Reacting recently to Donald Trump, Ohio Gov. John Kasich observed that there's a straight line between the businessman's presidential campaign rhetoric on immigration and an ugly chapter in American history.
"Say we're going to pick 10- or 11 million people up and just shove them out of here," Kasich told me. "You remember back in World War II, when they imprisoned Japanese and what a dark spot, a dark stain, it was on our history? The idea that we're just going to deport all these people - first of all, it's not going to happen, and it's just not right."
Which sadly suggests that George Takei's timing couldn't be any better. Star Trek's beloved Mr. Sulu sees history repeating as he stars in a new, semiautobiographical Broadway musical about the internment of Japanese Americans during World War II.
Allegiance, which co-stars Tony winner Lea Salonga and is playing at the Longacre Theatre, tells the story of a family's fight to stay connected to its heritage after this ugly period in U.S. history. Takei's family was removed in 1942 at gunpoint from its home on Garnet Street in Los Angeles and taken to a relocation camp in Arkansas when he was 5. The ordeal did not end until he was 81/2.
"To characterize all immigrants coming from south of the border with that broad brush as criminals and rapists is the same thing that happened to us," Takei said in reference to Trump.
When I referenced the "internment of the Japanese," Takei was quick to correct me.
"Japanese Americans," he said with emphasis.
"My mother was born in Sacramento. My father was a San Franciscan," he told me. "They met and married in Los Angeles, and his kids - me the oldest - were born in Los Angeles. American citizens were rounded up simply because we happened to look like the people that bombed Pearl Harbor.
"We were American citizens, and there were no charges, and yet because of our appearance, because of our race, we were considered a threat to national security.
"And the interesting thing is, right after the bombing of Pearl Harbor, young Japanese Americans rushed to their hometown recruitment centers to volunteer to fight for this country, an act of patriotism. They were not only denied military service but categorized as enemy nonaliens.
"Enemy? When you're doing a patriotic act? And as nonaliens? What is that? That's a citizen defined in the negative. They even took the word citizen away from us."
Germans and Italians, Takei notes, were spared the indignity because their looks did not allow for such easy differentiation.
"The attorney general of California at that time, who knew the Constitution, obviously, who knew the law, became an outspoken leader of the 'get rid of the Japs' movement. And he made an amazing statement," Takei said.
He is referencing Earl Warren, the future California governor and chief justice of the United States. In 1942, Attorney General Warren was instrumental in establishing the relocation centers. Said Warren at the time, "When we are dealing with the Caucasian race, we have methods that will test [their] loyalty." But "when we deal with the Japanese we are in an entirely different field."
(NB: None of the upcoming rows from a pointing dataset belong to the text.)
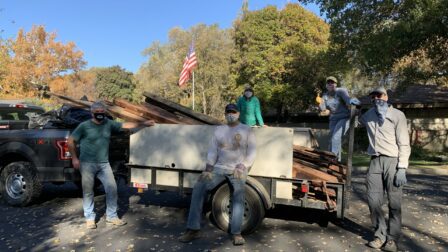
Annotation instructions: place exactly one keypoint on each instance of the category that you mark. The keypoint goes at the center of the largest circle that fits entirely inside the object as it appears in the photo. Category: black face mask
(99, 116)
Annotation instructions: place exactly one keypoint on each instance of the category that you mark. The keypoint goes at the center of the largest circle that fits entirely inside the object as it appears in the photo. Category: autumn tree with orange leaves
(34, 60)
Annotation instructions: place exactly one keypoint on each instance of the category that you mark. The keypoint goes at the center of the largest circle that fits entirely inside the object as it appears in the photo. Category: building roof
(416, 96)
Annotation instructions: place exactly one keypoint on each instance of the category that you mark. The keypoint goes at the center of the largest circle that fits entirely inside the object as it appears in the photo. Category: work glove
(238, 173)
(319, 99)
(206, 176)
(355, 101)
(400, 177)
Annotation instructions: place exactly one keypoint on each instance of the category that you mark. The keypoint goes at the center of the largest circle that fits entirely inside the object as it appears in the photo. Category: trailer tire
(19, 184)
(253, 213)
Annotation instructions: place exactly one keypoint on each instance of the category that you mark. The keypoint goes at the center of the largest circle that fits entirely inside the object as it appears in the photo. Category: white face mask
(231, 118)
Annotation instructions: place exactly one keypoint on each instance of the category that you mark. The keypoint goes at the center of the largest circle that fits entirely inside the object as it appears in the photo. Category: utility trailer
(171, 158)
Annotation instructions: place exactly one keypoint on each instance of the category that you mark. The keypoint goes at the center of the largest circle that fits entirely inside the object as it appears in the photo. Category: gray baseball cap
(378, 90)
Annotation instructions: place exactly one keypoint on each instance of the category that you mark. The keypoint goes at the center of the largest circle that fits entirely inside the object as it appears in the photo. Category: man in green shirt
(249, 107)
(93, 137)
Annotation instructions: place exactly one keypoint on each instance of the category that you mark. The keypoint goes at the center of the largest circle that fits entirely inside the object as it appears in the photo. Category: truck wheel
(19, 184)
(253, 211)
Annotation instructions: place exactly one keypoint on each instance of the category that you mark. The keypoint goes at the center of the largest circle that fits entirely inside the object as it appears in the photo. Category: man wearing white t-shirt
(230, 156)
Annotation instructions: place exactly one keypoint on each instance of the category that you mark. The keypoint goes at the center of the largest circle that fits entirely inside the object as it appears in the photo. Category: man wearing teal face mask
(93, 137)
(230, 156)
(249, 108)
(389, 149)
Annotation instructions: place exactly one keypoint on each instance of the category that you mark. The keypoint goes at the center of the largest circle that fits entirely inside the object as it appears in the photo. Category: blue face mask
(381, 107)
(231, 118)
(99, 116)
(248, 94)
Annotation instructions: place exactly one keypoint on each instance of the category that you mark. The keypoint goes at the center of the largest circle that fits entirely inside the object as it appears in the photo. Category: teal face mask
(231, 118)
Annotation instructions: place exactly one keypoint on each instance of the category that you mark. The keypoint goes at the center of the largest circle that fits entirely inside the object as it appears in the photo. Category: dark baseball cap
(231, 107)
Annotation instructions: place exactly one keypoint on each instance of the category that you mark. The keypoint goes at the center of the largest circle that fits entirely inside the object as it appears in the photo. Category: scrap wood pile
(317, 166)
(155, 108)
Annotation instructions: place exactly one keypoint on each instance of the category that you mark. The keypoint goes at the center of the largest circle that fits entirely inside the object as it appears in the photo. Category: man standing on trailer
(389, 149)
(230, 156)
(93, 137)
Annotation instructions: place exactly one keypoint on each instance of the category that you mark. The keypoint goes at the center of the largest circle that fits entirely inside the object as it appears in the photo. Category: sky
(113, 32)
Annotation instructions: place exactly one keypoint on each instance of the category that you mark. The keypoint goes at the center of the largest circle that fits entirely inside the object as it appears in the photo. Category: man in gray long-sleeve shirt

In 1944, by a vote of 6-3, the Supreme Court upheld FDR's Executive Order 9066 in the Korematsu case. (Nine years later, Warren would be appointed chief justice.) Like Takei, Fred Korematsu was a Japanese American from California, and one of 120,000 affected by Order 9066. Korematsu refused to comply with the internment order, citing his Fifth Amendment rights.
When I reminded Takei that today's debate concerns individuals who, unlike his family, gained admittance illegally, he said he nevertheless sees parallels.
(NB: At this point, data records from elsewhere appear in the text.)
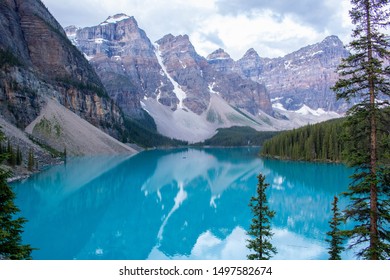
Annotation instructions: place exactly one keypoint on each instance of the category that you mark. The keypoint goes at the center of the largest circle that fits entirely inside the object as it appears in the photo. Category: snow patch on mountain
(180, 94)
(115, 19)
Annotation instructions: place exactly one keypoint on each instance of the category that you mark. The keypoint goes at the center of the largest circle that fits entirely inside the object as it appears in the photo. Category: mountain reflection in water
(176, 204)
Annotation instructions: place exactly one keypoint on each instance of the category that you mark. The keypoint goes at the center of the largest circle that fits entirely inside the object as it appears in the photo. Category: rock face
(171, 72)
(125, 60)
(38, 60)
(301, 78)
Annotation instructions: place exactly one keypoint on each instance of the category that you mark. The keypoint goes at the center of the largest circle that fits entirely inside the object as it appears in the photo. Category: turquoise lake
(176, 204)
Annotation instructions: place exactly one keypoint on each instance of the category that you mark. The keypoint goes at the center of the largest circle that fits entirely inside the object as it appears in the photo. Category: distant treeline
(313, 142)
(326, 141)
(238, 136)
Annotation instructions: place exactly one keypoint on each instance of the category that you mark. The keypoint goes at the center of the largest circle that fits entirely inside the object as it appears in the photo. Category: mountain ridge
(175, 76)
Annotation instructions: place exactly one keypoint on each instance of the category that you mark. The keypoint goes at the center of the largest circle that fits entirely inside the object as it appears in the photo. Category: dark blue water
(176, 204)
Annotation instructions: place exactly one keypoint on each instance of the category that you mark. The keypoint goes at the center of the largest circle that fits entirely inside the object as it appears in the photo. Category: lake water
(176, 204)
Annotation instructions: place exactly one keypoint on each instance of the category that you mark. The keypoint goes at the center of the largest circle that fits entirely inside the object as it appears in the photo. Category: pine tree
(364, 76)
(31, 161)
(11, 228)
(336, 239)
(260, 229)
(19, 157)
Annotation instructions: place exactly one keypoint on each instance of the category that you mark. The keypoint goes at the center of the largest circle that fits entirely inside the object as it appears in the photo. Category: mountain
(302, 78)
(188, 96)
(169, 81)
(40, 68)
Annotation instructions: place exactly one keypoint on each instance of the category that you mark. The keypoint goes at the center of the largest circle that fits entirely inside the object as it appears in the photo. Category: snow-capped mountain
(190, 96)
(301, 78)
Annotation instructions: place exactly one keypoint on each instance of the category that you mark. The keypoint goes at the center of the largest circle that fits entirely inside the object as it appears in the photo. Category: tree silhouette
(260, 229)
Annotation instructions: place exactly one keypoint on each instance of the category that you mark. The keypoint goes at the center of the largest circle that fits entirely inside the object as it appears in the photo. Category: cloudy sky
(272, 27)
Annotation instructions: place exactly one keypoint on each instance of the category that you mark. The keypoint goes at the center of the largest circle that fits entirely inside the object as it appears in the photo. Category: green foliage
(260, 228)
(8, 58)
(31, 160)
(11, 228)
(238, 136)
(146, 136)
(335, 238)
(84, 86)
(365, 75)
(318, 142)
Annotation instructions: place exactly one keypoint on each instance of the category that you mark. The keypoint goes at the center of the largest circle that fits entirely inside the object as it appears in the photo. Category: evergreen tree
(364, 76)
(19, 157)
(31, 160)
(336, 239)
(11, 228)
(260, 229)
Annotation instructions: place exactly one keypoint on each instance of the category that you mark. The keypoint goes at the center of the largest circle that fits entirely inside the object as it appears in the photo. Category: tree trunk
(373, 146)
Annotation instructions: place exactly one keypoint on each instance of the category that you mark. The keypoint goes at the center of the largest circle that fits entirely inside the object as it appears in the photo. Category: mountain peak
(218, 54)
(333, 40)
(251, 53)
(116, 18)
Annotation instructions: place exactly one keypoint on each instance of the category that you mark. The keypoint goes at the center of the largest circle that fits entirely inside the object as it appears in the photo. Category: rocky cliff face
(39, 61)
(125, 60)
(170, 71)
(301, 78)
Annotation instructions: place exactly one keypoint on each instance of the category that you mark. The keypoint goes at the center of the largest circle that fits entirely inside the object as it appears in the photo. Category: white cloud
(272, 32)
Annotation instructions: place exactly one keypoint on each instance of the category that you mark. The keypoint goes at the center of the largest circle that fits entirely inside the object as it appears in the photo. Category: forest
(326, 141)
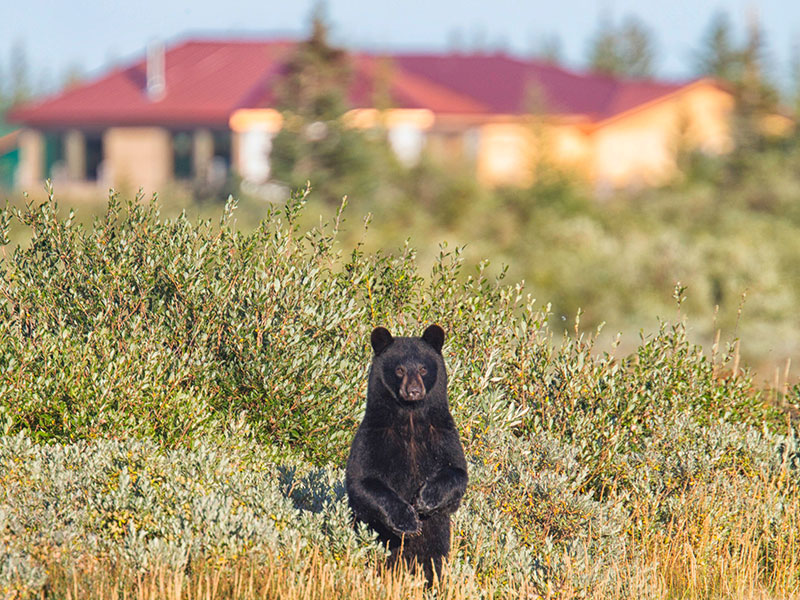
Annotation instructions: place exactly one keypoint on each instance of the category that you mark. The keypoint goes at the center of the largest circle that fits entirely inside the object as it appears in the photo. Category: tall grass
(177, 398)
"When we were incarcerated it was fear, ignorance, and lack of political leadership," he said. "And it's the same thing today. They're playing on the fear, and racism, and political leadership failing the ideals of our democracy.
"It was the most shameful chapter in American history. I remember the barbed-wire fence and the century towers. But they were part of a landscape for me.
"It became routine for me to line up three times a day to eat lousy food in a noisy mess hall. It became routine to go with my father to bathe in a mass shower. And it became normal for me to go to school in a black tar-paper barrack and begin the school day, ironically now, with the Pledge of Allegiance to the flag."
Takei credits his father for instilling in him an appreciation of democracy despite the seizure of the family business and home. The two had long talks when Takei was a teenager having trouble reconciling what he was reading in civics books with personal experience. "He told me that our democracy is a people's democracy, and it can be as great as the people can be," he recalled. "But it's also as fallible as people are."
One Sunday afternoon after the war, Takei's father took him to a downtown headquarters for Democratic presidential candidate Adlai Stevenson, where he met "all these passionate people who cherished the best ideals - all men are created equal, endowed with inalienable rights." It was a turning point for the man who now, at age 78, while enjoying enormous popularity in social media, is finally bringing his story to Broadway and his message to the 2016 presidential field.
"I tell [candidates] what my father told me . . . we must not surrender to that fallibility, greed, or fear, or ignorance, or racism," Takei said. "Let's go for the best of who we are as Americans. Actively engage in the democratic process to uphold those ideals to make America better, even better than it is today."